During the 1975 army reform the army disbanded the regimental level and newly independent battalions and groups were granted for the first time their own flags. On 30 September 1976 the 9th Heavy Field Artillery Regiment in Foggia was disbanded and the next day, on 1 October 1976, the regiment's I Group in Foggia became an autonomous unit and was renamed 9th Heavy Field Artillery Group "Foggia". The group was assigned the flag and traditions of the 9th Heavy Field Artillery Regiment. On the same day the regiment's II Group in Barletta became an autonomous unit as 2nd Heavy Field Artillery Group "Potenza", while the regiment's III Group in Persano became an autonomous unit as 11th Heavy Field Artillery Group "Teramo". All three groups were assigned to the Artillery Command of the Southern Military Region and consisted of a command, a command and services battery, and three batteries with M114 155mm howitzers and was assigned to the Artillery Command of the Southern Military Region.

On 12 November 1976 the President of the Italian Republic Giovanni Leone assigned with decree 846 the flag and traditions of the 9th Heavy Field Artillery Regiment to the group. At the time the group fielded 433 men (31 officers, 53 non-commissioned officers, and 349 soldiers).

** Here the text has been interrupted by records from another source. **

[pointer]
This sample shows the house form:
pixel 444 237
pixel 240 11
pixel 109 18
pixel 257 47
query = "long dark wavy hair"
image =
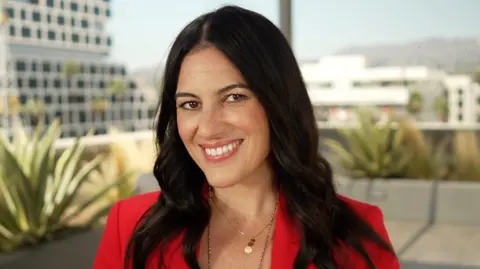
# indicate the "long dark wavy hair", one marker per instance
pixel 262 54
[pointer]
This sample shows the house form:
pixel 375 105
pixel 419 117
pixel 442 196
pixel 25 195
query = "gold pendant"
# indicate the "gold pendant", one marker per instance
pixel 249 248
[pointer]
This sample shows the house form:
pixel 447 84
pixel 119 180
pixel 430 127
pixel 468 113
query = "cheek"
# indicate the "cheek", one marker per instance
pixel 186 127
pixel 253 121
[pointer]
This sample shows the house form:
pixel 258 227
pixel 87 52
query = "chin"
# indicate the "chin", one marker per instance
pixel 222 182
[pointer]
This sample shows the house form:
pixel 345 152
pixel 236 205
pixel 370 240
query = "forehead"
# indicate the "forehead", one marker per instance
pixel 206 69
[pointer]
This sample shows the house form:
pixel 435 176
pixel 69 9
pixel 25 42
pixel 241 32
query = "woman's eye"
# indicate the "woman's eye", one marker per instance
pixel 189 105
pixel 235 97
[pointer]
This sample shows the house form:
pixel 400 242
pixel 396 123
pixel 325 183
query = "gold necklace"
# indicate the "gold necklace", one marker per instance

On 6 December 1981 the 9th Heavy Field Artillery Regiment was reformed in Foggia and incorporated the 9th Heavy Field Artillery Group "Foggia" as 1st Group, the 2nd Heavy Field Artillery Group "Potenza" as 2nd Group, and the 47th Field Artillery Group "Gargano" as 3rd Group. On the same date the flag of the 9th Heavy Field Artillery Regiment passed from the 9th Heavy Field Artillery Group "Foggia" to the regiment, while the flags of the other two groups were transferred to the Shrine of the Flags in the Vittoriano in Rome. The reformed regiment was assigned to the Southern Military Region's Artillery Command and consisted of the following units:

- 9th Heavy Field Artillery Regiment, in Foggia
  - Command and Services Battery, in Foggia
  - 1st Group with M114 155mm howitzers, in Foggia
  - 2nd Group with M114 155mm howitzers, in Barletta
  - 3rd Group with M114 155mm howitzers, in Bari

On 1 March 1986 the regiment was once more disbanded and its three groups became autonomous under their previous names again. The three groups received the regimental flags again and were once more assigned to the Southern Military Region's Artillery Command:

- 2nd Heavy Field Artillery Group "Potenza", in Barletta
- 9th Heavy Field Artillery Group "Foggia", in Foggia
- 47th Heavy Field Artillery Group "Gargano", in Bari

=== Recent times ===
On 15 March 1991 the 9th Heavy Field Artillery Group "Foggia" and the 47th Heavy Field Artillery Group "Gargano" returned the flag of the 9th Heavy Field Artillery Regiment, respectively the 47th Artillery Regiment "Bari", to the Shrine of the Flags in the Vittoriano in Rome and on the 31st of the same month the two groups were disbanded.